【2024年ドラフト候補過去記事公開】第六回 法政大学・吉鶴翔瑛投手

 映画やドラマの鑑賞が趣味と語る吉鶴翔瑛投手。しかし、取材が行われた3月ごろ、画面に映るのはもっぱらプロ野球のオープン戦の映像だ。自身の理想とするボールを目指すべく、プロの投手の映像をよく研究している。目標は「伸びがあってなおかつ強いボール」。プロでは同じ左腕の隅田知一郎投手(埼玉西武ライオンズ)や右腕ながら伊藤大海投手(北海道日本ハムファイターズ)の映像を見ることが多い。強いボールとはキャッチャーに突き刺さるようなボールのこと。伸びのあるボールとはバッターの手元で早く感じるボールのこと。その二つを両立することができている投手はプロ野球の世界であっても決して多くはないという。

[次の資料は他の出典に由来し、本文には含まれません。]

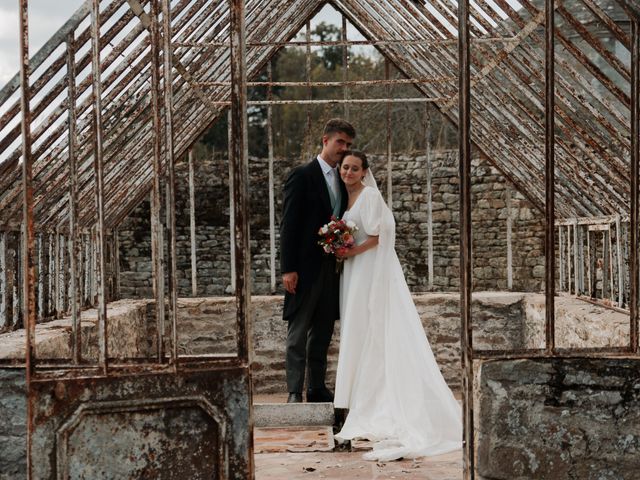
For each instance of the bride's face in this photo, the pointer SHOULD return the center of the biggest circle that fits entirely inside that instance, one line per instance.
(351, 170)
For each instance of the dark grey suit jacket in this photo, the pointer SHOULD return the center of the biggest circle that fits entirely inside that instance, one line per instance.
(306, 208)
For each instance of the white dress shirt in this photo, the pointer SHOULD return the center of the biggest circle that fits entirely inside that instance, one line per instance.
(330, 175)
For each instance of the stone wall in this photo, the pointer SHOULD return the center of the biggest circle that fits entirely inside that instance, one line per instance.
(559, 419)
(13, 425)
(206, 325)
(489, 216)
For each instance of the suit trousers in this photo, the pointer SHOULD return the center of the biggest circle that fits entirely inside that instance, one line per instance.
(310, 329)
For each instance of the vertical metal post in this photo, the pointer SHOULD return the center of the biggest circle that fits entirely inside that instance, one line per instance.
(40, 250)
(619, 262)
(99, 179)
(238, 150)
(307, 137)
(387, 68)
(28, 270)
(568, 258)
(594, 264)
(239, 157)
(429, 197)
(56, 282)
(63, 276)
(464, 139)
(4, 290)
(611, 275)
(550, 268)
(192, 226)
(580, 241)
(272, 208)
(18, 280)
(157, 247)
(589, 260)
(116, 262)
(509, 242)
(635, 161)
(74, 240)
(232, 208)
(605, 265)
(345, 68)
(51, 276)
(171, 181)
(576, 264)
(561, 257)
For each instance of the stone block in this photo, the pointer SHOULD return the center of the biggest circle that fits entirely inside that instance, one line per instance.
(533, 425)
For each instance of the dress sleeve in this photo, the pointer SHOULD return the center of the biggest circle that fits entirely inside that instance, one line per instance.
(372, 210)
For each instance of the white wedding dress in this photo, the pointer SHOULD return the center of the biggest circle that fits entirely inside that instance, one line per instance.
(387, 375)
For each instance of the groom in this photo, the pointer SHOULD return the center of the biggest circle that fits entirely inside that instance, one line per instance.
(312, 194)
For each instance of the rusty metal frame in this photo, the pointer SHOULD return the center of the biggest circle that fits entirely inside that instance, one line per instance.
(508, 62)
(464, 155)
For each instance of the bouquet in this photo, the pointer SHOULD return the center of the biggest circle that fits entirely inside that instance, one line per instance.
(336, 237)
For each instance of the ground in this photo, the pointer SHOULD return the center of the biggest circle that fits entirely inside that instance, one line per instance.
(301, 453)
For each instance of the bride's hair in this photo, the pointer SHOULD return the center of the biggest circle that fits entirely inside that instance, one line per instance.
(357, 154)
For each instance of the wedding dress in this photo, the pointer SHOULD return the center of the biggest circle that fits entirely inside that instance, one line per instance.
(387, 375)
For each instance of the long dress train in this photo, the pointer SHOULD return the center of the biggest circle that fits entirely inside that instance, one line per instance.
(387, 375)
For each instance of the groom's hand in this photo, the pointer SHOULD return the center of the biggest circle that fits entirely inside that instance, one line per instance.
(290, 281)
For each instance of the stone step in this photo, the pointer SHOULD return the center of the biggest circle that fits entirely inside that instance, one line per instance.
(293, 414)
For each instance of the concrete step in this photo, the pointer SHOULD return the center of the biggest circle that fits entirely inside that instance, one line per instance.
(293, 414)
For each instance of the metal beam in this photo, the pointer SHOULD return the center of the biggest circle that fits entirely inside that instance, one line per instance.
(99, 182)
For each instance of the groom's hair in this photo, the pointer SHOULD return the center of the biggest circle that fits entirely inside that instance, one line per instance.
(338, 125)
(357, 154)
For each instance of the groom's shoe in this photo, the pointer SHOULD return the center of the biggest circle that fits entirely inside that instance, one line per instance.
(294, 398)
(319, 395)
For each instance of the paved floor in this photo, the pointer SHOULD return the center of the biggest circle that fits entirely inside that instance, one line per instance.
(350, 465)
(293, 453)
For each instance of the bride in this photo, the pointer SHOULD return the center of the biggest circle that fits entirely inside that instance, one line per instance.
(387, 375)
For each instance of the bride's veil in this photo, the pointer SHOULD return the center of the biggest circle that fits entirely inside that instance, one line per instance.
(368, 180)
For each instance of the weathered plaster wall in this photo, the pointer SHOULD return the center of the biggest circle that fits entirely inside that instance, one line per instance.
(489, 218)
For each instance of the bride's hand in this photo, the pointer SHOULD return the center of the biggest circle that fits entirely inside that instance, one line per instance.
(346, 253)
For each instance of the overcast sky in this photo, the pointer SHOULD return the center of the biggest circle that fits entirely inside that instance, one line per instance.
(45, 18)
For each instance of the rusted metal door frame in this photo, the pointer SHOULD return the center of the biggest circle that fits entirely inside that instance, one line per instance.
(550, 350)
(68, 379)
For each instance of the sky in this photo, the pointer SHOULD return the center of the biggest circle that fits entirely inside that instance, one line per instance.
(45, 18)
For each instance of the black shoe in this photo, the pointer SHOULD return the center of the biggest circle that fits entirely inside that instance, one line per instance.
(294, 398)
(319, 395)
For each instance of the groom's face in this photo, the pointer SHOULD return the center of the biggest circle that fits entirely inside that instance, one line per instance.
(334, 145)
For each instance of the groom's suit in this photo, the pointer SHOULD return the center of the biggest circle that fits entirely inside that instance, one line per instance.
(313, 309)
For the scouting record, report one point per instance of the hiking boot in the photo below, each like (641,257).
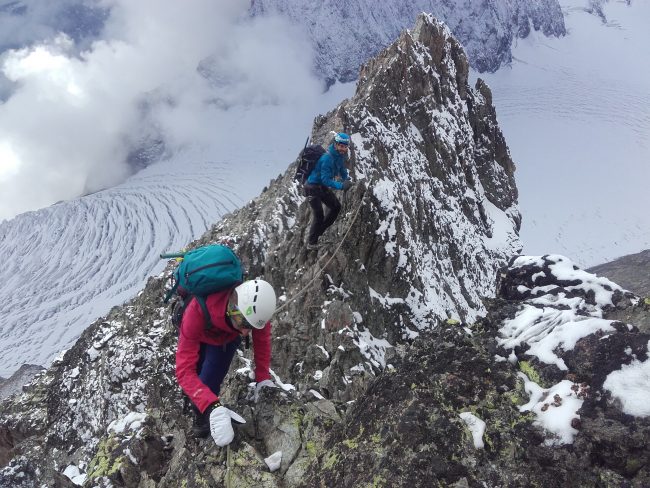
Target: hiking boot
(201,425)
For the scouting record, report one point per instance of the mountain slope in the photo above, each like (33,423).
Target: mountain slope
(346,34)
(377,385)
(631,271)
(427,238)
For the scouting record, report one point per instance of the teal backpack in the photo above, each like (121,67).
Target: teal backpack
(202,271)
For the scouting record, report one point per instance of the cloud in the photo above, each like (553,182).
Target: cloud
(161,73)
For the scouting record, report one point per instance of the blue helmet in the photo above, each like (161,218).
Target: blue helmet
(342,138)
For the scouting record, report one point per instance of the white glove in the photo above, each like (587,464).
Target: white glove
(221,425)
(260,385)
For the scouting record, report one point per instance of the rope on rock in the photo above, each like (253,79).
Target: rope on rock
(228,468)
(306,287)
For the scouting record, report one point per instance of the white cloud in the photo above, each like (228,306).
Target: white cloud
(169,71)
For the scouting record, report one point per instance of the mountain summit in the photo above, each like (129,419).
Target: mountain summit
(387,375)
(345,34)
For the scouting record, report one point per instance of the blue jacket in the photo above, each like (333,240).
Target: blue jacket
(330,165)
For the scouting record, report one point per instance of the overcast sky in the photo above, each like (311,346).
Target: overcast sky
(73,110)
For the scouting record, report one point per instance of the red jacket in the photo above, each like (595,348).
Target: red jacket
(193,333)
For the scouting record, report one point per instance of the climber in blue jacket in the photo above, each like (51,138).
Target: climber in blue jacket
(329,167)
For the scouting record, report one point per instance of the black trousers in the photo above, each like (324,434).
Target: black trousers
(317,195)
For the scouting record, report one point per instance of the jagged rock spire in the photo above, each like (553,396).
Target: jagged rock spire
(420,238)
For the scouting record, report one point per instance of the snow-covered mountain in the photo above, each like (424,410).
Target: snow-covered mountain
(347,33)
(576,114)
(380,382)
(55,287)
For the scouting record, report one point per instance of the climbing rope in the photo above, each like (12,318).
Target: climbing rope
(306,287)
(228,468)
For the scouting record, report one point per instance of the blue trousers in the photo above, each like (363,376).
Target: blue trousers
(214,362)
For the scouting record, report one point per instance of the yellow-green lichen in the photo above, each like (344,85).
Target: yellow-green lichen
(310,447)
(330,460)
(350,444)
(102,464)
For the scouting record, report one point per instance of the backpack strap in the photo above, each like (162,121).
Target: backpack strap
(206,314)
(171,292)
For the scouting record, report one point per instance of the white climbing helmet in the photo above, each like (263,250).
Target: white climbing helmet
(256,300)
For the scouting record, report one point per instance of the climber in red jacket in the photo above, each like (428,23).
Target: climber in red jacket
(203,356)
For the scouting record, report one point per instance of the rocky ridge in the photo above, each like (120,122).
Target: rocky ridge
(347,34)
(379,353)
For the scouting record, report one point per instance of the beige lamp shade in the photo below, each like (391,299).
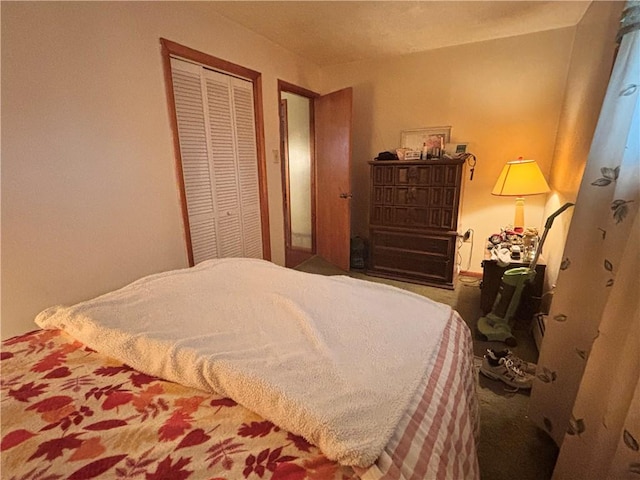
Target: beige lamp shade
(518,179)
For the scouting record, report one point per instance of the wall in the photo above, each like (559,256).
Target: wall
(503,97)
(591,63)
(89,197)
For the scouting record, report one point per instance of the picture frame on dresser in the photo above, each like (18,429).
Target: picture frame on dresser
(432,137)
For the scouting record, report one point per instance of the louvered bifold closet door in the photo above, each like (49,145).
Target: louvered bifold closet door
(192,132)
(231,175)
(223,157)
(247,155)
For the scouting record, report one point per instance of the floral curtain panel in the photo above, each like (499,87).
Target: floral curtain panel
(587,391)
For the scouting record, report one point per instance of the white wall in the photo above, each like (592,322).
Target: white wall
(89,196)
(591,64)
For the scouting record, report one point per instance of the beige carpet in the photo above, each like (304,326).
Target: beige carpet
(510,446)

 初めて規定投球回に到達し、防御率1点台を残した2023年の秋。自身の目標でもあるプロ野球の舞台がようやく見えてきたように感じたという。チーム内でも高みを目指して切磋琢磨する。木更津高校時代からともに過ごしている篠木健太郎投手とは「あんまり喋らなくてもお互いのことが分かる関係」である。強いボールを目指す仲間として技術面について意見を交換することもある。ホップ成分が大きい篠木に対してホップ成分は多いとはいえない吉鶴はどのようにプロの世界でも通用する強いボールを投げていくのだろうか。ヒントとなるのは昨年のリーグ戦のデータであった。法政大学の登板した投手の中で吉鶴はリリースポイントが一番前だったという。チーム内でも突出したリリースポイントの低さは一つ上のカテゴリーでも武器になると考えている。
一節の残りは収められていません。